After applying part 1 several times, we come out with a sequence $P_{1},…,P_{r}$ of polynomials of degree n, each of these vanishing at a module m. Now, if we identify polynomials of degree n with elements of $Z^{n+1}$(by coefficients), we see that the polynomials that vanish at a module m form a lattice L generated by the sequence

$Q_{i}(x)=x^{i}-a^{i}(1\leq i\leq n)$

which all vanish at a module m and by the constant polynomial m. The basis s generated by the row vectors below

$\left[ \begin{matrix} m & 0 & 0 & ... & 0\\ -a & 1 & 0 & ... & 0\\ -a^{2} & 0 & 1 & ... & 0\\ ... & ... & ... & ... & ...\\ -a^{n} & 0 & 0 & ... & 1 \end{matrix} \right]$

which $det(L)=m$. Now, if the $P_{i}s$ generate the lattice, then one can apply lattice reduction, output a basis of the lattice and compute the determinant. Based on experiments, we claim that such an algorithm actually discloses m.

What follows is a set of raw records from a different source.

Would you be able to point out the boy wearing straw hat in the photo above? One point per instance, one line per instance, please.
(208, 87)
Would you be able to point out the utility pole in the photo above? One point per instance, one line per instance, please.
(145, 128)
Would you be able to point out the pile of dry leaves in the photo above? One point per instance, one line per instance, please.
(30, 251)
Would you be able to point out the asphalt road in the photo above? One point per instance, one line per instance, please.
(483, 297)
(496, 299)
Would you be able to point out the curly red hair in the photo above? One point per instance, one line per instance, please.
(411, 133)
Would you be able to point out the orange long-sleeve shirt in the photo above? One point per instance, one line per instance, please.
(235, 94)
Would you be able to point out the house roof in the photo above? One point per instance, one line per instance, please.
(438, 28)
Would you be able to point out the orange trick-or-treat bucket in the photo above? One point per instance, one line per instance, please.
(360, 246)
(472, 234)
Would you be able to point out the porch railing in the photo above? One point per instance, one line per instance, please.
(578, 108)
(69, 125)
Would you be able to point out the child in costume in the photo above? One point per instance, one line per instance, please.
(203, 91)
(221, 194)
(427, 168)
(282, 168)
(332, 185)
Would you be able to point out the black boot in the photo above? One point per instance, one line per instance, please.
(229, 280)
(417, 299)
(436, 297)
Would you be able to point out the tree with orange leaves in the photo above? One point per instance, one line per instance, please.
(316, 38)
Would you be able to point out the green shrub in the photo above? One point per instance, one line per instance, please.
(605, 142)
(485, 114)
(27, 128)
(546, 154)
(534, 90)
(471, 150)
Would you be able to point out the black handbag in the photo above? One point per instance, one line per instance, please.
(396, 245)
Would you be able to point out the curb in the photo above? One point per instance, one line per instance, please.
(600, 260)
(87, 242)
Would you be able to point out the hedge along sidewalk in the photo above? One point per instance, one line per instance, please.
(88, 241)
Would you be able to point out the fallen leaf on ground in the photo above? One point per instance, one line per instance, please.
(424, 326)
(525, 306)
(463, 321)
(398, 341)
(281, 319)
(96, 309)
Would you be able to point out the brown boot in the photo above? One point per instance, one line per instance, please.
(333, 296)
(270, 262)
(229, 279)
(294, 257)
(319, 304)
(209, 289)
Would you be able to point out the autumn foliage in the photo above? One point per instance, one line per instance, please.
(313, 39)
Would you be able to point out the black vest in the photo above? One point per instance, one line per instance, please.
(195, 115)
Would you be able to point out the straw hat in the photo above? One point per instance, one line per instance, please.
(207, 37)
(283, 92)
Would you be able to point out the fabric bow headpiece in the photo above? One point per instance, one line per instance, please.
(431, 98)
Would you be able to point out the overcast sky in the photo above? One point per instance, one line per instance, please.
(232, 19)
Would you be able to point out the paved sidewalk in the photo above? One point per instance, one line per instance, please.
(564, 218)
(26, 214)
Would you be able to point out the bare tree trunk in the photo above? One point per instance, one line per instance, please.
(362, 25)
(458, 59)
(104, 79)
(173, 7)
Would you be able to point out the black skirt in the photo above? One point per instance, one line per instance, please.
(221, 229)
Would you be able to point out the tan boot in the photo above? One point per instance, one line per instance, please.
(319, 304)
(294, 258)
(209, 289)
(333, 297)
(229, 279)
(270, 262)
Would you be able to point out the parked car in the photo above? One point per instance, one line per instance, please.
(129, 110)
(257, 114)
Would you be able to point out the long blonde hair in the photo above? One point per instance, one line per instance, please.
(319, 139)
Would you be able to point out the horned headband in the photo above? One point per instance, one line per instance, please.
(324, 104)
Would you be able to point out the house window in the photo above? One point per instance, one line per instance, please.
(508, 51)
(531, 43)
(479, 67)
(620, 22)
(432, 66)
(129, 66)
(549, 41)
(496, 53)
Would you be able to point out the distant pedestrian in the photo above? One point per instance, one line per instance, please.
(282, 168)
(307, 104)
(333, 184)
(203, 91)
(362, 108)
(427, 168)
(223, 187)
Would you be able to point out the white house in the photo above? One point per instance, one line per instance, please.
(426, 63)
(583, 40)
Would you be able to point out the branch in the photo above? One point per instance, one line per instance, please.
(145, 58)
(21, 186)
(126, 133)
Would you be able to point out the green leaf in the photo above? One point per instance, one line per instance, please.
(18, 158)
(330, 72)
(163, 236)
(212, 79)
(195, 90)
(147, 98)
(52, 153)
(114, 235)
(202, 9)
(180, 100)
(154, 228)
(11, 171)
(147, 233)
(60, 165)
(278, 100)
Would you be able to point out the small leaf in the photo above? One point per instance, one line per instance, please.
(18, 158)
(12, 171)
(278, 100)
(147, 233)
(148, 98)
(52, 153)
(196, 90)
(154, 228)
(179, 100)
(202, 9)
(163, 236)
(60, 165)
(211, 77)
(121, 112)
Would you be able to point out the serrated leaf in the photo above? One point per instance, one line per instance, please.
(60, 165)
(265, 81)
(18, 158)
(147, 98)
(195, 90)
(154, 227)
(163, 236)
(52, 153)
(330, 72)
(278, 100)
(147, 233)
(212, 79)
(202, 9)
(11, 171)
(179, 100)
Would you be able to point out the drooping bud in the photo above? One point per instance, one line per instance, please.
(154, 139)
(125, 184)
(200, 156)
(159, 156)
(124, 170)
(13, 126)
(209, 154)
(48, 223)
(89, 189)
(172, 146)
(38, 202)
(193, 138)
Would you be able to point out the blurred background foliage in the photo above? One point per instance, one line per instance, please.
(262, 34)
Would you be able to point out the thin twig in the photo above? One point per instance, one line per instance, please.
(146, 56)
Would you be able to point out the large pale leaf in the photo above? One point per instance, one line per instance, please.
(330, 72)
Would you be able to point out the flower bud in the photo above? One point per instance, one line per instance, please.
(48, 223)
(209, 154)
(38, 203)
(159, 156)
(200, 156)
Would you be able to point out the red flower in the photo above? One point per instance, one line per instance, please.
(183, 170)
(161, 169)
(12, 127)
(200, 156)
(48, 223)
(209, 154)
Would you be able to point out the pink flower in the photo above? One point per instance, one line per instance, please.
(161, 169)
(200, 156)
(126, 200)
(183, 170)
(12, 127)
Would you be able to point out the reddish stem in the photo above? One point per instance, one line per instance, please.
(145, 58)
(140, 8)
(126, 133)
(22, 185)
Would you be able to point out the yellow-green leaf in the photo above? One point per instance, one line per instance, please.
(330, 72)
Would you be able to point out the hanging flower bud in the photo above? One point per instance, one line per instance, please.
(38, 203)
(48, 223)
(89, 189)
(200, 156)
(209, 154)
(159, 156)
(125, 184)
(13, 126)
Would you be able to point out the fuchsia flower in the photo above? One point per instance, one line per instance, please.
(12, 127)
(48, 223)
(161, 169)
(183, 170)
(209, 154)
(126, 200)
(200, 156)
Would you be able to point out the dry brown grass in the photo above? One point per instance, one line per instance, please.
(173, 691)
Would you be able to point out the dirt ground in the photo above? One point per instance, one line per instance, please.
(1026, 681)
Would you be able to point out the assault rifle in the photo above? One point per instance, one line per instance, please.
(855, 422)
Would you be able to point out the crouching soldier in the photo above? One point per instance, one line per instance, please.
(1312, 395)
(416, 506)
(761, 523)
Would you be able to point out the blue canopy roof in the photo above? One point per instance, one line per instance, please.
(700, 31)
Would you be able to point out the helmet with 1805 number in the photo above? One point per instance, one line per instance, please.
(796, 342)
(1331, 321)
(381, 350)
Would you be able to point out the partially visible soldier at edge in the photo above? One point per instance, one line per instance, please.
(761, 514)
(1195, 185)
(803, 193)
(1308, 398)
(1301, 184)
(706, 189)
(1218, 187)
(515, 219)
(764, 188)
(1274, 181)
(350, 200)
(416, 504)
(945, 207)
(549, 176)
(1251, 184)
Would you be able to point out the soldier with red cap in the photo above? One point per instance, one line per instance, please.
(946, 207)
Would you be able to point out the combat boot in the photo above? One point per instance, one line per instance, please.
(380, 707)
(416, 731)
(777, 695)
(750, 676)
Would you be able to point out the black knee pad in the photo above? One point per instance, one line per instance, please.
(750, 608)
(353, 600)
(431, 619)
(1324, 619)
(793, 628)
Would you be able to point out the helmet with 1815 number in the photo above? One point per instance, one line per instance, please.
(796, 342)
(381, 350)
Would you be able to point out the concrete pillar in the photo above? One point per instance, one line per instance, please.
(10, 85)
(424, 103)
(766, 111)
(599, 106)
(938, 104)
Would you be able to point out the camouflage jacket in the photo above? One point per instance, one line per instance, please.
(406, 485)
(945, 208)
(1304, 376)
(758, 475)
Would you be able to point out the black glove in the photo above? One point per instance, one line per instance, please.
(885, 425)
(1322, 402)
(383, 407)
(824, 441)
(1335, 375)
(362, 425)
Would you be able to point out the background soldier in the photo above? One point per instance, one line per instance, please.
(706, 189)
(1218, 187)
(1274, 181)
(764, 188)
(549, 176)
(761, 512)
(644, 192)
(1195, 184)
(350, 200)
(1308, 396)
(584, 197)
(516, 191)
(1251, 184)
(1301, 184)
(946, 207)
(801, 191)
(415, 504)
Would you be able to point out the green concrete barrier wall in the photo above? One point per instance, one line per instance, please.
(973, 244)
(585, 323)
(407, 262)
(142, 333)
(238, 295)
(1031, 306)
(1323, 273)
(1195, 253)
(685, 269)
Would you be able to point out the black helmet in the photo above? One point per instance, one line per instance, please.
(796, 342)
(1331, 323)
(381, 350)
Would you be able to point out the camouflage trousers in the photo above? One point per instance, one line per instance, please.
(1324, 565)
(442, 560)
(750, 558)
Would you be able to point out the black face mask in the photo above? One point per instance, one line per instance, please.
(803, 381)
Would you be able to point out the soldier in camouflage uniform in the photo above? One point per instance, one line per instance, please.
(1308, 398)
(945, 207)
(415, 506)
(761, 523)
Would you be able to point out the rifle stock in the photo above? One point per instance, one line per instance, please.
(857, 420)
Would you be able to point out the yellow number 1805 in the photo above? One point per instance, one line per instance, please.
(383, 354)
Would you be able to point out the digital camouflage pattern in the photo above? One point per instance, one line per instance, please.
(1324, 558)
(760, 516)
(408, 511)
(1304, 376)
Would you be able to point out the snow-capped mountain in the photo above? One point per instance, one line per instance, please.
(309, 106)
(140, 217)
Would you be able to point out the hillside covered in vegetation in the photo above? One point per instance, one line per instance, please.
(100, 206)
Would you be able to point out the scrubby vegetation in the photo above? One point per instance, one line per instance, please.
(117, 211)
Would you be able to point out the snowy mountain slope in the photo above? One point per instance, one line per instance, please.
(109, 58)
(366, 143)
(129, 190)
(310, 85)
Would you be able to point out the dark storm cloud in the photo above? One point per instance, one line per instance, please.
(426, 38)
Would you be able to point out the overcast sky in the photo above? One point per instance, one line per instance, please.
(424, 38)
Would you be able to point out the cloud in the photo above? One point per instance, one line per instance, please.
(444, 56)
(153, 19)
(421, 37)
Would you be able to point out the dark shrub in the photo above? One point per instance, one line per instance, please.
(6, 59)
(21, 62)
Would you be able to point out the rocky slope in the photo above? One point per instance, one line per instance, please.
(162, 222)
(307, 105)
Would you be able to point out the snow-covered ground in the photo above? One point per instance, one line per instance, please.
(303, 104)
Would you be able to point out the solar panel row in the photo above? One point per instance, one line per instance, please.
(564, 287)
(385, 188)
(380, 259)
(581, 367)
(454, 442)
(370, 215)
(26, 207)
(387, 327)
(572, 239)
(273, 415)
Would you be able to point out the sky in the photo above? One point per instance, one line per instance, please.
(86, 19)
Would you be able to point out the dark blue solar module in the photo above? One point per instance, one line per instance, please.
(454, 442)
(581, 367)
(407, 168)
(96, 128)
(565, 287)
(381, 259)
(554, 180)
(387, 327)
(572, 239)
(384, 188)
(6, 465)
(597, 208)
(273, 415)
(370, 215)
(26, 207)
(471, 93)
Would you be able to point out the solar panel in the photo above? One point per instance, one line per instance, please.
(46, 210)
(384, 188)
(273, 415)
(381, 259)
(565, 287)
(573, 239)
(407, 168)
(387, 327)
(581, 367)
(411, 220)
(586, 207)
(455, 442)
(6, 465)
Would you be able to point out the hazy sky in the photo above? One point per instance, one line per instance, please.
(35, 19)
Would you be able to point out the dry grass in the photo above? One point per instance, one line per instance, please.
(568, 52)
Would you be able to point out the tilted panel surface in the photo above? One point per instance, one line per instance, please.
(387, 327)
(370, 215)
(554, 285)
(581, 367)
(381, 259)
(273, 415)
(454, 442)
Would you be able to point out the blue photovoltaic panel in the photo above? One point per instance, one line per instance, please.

We finally say a word on recovering a from m. We twist the lattice L generated by $P_{i}s$ and constant m by multiplying all coefficients of $degree\geq 2$ by a large constant K and we apply lattice reduction. We usually let $K\geq m2^\frac{n}{2}$, then the sublattice of L generated by m and x-a will be disclosed: this is because the shortest two vectors of L is of size m and any polynomial of the lattice with $degree\geq 2$ exceeds this size by a factor $\geq 2^{\frac{n}{2}}$. So we can solve polynomial with $degree\leq 2$ to get a.